Clear, degradable polymer films (DPF) are being developed for a range of agricultural applications. The films are laid either in conjunction with or following sowing with the same machines used to lay conventional low density polyethylene (LDPE) film. The film acts like a glasshouse to ‘recycle’ water that is evaporated from soil or leaf surfaces back into the soil, to be used again. Furthermore, any rain that does fall, will runoff into the inter-row spaces approximately doubling the effective rainfall there. Measurements also show that the warm, humid conditions under the film increase decomposition of organic matter and the CO₂ released is trapped under the cover, elevating it to concentrations which are no longer limiting to plant growth. The films also increase temperatures, which could have a range of both positive (e.g. lessening frost risk) and negative (e.g. heat stress) effects. The impacts of the film, to recycle evapotranspirative losses and concentrate/divert rainfall across a paddock, constitute a fundamental transformation of the hydrological cycle and are likely to affect soil water dynamics in a number of ways. These hydrological responses will in turn have profound effects on a wide range of crop and soil management practices.

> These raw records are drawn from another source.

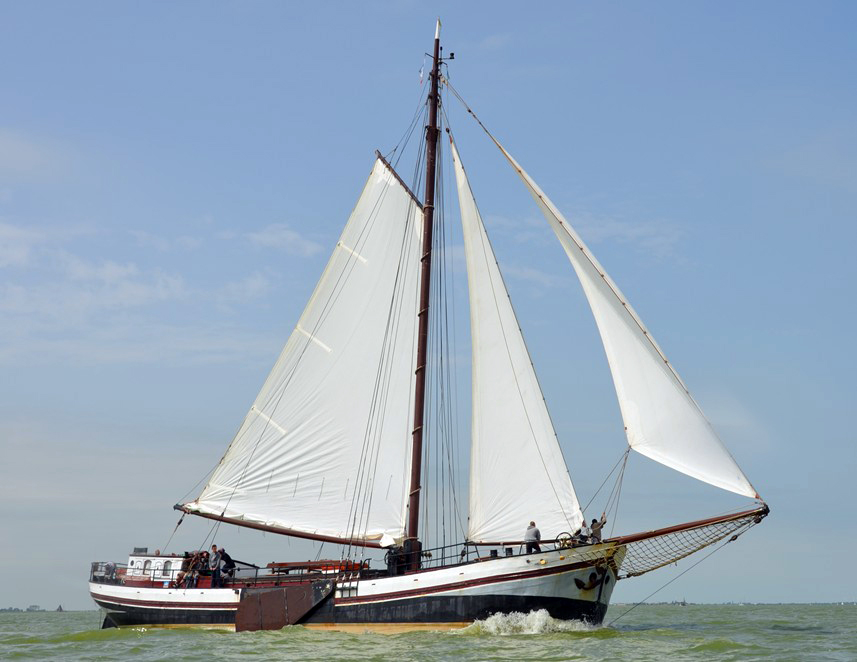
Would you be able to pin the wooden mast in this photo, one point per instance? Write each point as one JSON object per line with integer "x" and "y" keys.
{"x": 425, "y": 291}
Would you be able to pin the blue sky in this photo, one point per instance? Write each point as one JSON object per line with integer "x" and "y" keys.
{"x": 174, "y": 175}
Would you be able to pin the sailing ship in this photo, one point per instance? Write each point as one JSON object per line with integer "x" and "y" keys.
{"x": 332, "y": 448}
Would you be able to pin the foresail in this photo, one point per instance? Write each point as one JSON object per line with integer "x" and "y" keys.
{"x": 324, "y": 450}
{"x": 517, "y": 471}
{"x": 662, "y": 420}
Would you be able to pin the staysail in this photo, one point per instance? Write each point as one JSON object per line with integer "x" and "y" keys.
{"x": 517, "y": 471}
{"x": 662, "y": 420}
{"x": 323, "y": 451}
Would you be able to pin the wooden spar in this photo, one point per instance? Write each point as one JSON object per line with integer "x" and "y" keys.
{"x": 425, "y": 291}
{"x": 357, "y": 542}
{"x": 760, "y": 512}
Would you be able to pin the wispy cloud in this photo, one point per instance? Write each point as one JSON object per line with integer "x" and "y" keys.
{"x": 254, "y": 286}
{"x": 827, "y": 159}
{"x": 17, "y": 244}
{"x": 658, "y": 238}
{"x": 281, "y": 237}
{"x": 22, "y": 155}
{"x": 531, "y": 275}
{"x": 164, "y": 244}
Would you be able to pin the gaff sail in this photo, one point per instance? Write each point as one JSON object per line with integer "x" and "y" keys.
{"x": 323, "y": 451}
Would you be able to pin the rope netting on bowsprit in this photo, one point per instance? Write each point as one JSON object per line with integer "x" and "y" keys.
{"x": 648, "y": 554}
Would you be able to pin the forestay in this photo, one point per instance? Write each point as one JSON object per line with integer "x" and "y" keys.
{"x": 517, "y": 471}
{"x": 324, "y": 450}
{"x": 662, "y": 420}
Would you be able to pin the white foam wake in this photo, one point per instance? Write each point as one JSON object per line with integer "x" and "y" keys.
{"x": 534, "y": 622}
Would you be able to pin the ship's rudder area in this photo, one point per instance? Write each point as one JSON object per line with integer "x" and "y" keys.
{"x": 274, "y": 608}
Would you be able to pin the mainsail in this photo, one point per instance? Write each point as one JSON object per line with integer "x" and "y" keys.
{"x": 662, "y": 420}
{"x": 517, "y": 471}
{"x": 323, "y": 451}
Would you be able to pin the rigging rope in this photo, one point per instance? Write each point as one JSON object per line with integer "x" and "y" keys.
{"x": 686, "y": 570}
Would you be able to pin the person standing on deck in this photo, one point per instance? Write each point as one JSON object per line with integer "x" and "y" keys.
{"x": 214, "y": 565}
{"x": 596, "y": 527}
{"x": 228, "y": 564}
{"x": 532, "y": 538}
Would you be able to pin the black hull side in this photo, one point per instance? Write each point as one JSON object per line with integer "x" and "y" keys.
{"x": 454, "y": 609}
{"x": 129, "y": 615}
{"x": 420, "y": 610}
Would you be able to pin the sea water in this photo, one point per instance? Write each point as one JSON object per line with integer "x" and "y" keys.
{"x": 647, "y": 632}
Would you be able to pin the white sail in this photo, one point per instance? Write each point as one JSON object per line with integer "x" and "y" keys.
{"x": 325, "y": 448}
{"x": 662, "y": 420}
{"x": 517, "y": 471}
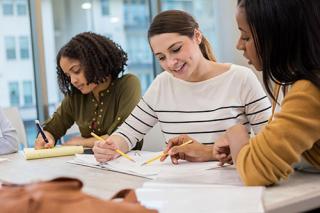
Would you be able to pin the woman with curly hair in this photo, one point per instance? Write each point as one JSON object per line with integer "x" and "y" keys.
{"x": 97, "y": 97}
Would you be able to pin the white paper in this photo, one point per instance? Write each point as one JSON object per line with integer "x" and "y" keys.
{"x": 3, "y": 159}
{"x": 151, "y": 171}
{"x": 167, "y": 198}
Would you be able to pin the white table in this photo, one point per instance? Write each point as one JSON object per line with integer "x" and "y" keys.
{"x": 300, "y": 193}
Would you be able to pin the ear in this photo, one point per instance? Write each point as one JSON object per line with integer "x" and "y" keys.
{"x": 197, "y": 36}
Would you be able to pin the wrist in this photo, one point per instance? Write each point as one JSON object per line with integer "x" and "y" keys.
{"x": 209, "y": 153}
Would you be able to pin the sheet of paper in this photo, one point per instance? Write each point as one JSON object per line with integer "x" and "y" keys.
{"x": 201, "y": 198}
{"x": 226, "y": 175}
{"x": 31, "y": 153}
{"x": 152, "y": 170}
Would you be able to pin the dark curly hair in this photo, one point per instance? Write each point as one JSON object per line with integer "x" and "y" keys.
{"x": 99, "y": 56}
{"x": 286, "y": 36}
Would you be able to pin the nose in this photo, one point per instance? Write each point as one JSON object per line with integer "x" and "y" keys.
{"x": 73, "y": 79}
{"x": 239, "y": 44}
{"x": 172, "y": 62}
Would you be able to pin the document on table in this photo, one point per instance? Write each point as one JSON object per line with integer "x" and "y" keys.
{"x": 31, "y": 153}
{"x": 151, "y": 171}
{"x": 176, "y": 197}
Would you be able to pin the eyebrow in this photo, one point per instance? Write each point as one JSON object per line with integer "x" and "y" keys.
{"x": 178, "y": 42}
{"x": 242, "y": 30}
{"x": 72, "y": 67}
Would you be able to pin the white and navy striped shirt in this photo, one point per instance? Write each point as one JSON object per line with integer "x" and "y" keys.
{"x": 203, "y": 110}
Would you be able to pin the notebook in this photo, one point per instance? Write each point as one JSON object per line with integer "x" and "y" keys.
{"x": 150, "y": 171}
{"x": 31, "y": 153}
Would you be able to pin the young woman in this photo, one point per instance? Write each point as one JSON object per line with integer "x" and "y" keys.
{"x": 97, "y": 98}
{"x": 8, "y": 136}
{"x": 194, "y": 96}
{"x": 281, "y": 38}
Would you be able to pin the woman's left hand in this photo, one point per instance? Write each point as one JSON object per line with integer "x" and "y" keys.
{"x": 193, "y": 152}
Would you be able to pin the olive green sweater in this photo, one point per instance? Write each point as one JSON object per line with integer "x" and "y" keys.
{"x": 101, "y": 117}
{"x": 292, "y": 133}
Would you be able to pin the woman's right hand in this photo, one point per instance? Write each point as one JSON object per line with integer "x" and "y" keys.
{"x": 41, "y": 144}
{"x": 194, "y": 152}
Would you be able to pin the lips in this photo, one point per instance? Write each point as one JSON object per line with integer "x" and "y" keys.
{"x": 80, "y": 87}
{"x": 180, "y": 68}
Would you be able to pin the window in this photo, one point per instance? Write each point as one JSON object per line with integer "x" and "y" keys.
{"x": 27, "y": 93}
{"x": 10, "y": 45}
{"x": 105, "y": 8}
{"x": 22, "y": 8}
{"x": 14, "y": 93}
{"x": 7, "y": 8}
{"x": 24, "y": 47}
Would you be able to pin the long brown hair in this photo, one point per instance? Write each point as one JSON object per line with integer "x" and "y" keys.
{"x": 177, "y": 21}
{"x": 100, "y": 56}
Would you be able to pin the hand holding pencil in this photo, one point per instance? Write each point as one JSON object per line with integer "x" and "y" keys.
{"x": 193, "y": 152}
{"x": 107, "y": 150}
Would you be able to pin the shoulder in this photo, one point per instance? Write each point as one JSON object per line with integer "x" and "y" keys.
{"x": 241, "y": 72}
{"x": 303, "y": 93}
{"x": 305, "y": 86}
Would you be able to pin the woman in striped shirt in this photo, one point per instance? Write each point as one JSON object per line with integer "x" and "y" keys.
{"x": 194, "y": 96}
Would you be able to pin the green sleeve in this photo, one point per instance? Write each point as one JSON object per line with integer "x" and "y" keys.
{"x": 61, "y": 120}
{"x": 128, "y": 97}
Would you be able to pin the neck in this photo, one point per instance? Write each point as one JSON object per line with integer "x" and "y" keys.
{"x": 208, "y": 69}
{"x": 100, "y": 87}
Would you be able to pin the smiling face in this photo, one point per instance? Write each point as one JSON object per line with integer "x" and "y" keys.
{"x": 177, "y": 54}
{"x": 246, "y": 41}
{"x": 72, "y": 68}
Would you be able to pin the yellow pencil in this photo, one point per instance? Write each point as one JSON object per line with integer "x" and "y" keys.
{"x": 117, "y": 150}
{"x": 163, "y": 154}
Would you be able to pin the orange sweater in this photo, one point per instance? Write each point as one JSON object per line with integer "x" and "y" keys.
{"x": 293, "y": 132}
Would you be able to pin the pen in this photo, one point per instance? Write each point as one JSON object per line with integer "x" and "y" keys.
{"x": 117, "y": 150}
{"x": 41, "y": 131}
{"x": 163, "y": 154}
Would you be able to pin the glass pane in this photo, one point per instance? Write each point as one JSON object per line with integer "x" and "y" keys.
{"x": 125, "y": 22}
{"x": 105, "y": 9}
{"x": 14, "y": 93}
{"x": 27, "y": 93}
{"x": 16, "y": 75}
{"x": 22, "y": 9}
{"x": 7, "y": 8}
{"x": 24, "y": 47}
{"x": 10, "y": 45}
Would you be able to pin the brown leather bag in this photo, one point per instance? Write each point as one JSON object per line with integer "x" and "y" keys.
{"x": 63, "y": 195}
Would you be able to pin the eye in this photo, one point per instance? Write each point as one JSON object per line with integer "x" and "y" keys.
{"x": 175, "y": 50}
{"x": 245, "y": 38}
{"x": 161, "y": 58}
{"x": 77, "y": 71}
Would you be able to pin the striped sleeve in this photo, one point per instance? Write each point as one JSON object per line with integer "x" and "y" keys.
{"x": 257, "y": 104}
{"x": 142, "y": 118}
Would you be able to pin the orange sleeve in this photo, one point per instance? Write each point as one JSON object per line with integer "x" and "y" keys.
{"x": 294, "y": 131}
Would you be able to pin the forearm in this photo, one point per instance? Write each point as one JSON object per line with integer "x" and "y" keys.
{"x": 238, "y": 138}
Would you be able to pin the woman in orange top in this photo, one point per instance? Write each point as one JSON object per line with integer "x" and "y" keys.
{"x": 280, "y": 38}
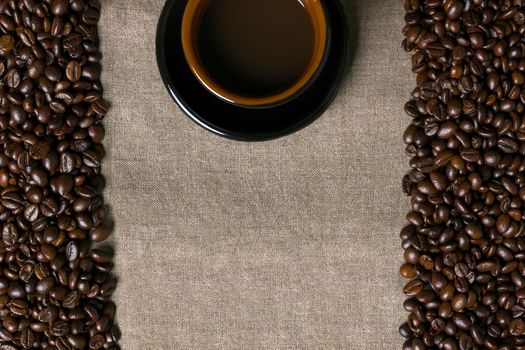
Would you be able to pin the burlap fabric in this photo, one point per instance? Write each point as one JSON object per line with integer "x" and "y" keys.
{"x": 289, "y": 244}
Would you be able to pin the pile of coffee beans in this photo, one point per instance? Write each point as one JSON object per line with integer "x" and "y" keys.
{"x": 464, "y": 246}
{"x": 55, "y": 285}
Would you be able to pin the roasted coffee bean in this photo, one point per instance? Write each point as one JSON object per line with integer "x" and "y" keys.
{"x": 55, "y": 284}
{"x": 464, "y": 251}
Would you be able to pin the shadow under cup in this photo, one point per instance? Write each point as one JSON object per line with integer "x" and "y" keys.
{"x": 310, "y": 28}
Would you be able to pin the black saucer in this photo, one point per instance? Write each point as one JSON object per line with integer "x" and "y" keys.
{"x": 241, "y": 123}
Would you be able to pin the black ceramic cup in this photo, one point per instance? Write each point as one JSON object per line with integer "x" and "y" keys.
{"x": 242, "y": 122}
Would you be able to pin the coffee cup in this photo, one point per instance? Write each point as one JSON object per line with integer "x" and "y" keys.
{"x": 232, "y": 54}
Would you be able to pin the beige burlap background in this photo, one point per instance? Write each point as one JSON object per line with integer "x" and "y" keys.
{"x": 289, "y": 244}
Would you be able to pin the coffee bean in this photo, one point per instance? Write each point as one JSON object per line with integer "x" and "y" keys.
{"x": 464, "y": 252}
{"x": 54, "y": 288}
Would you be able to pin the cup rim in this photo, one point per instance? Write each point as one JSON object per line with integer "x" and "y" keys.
{"x": 190, "y": 24}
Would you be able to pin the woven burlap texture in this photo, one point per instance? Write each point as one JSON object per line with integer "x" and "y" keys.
{"x": 288, "y": 244}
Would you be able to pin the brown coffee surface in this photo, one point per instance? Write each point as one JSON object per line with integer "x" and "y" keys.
{"x": 255, "y": 47}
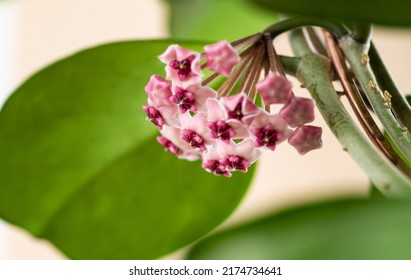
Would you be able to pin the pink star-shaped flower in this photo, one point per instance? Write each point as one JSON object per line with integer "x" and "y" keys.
{"x": 237, "y": 156}
{"x": 298, "y": 111}
{"x": 195, "y": 131}
{"x": 192, "y": 98}
{"x": 221, "y": 127}
{"x": 268, "y": 130}
{"x": 183, "y": 66}
{"x": 221, "y": 57}
{"x": 171, "y": 140}
{"x": 239, "y": 107}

The objectives of this study are to:

1. Understand and quantify the effect of DPF on the spatial distribution and movement of soil water and (selected) solutes under a range of climate x crop x soil x polymer configuration combinations;
2. Incorporate the findings from 1) into existing process-based farming system simulation models.

The project is a partnership between CSIRO, CRC Polymers, Rural Development Services and the University of Tasmania, and will involve controlled environment studies and field trials in commercial crops in collaboration with industry partners.

Supervisors: Dr Tina Acuna, Dr Shane Broad, Dr Shaun Lisson (CSIRO)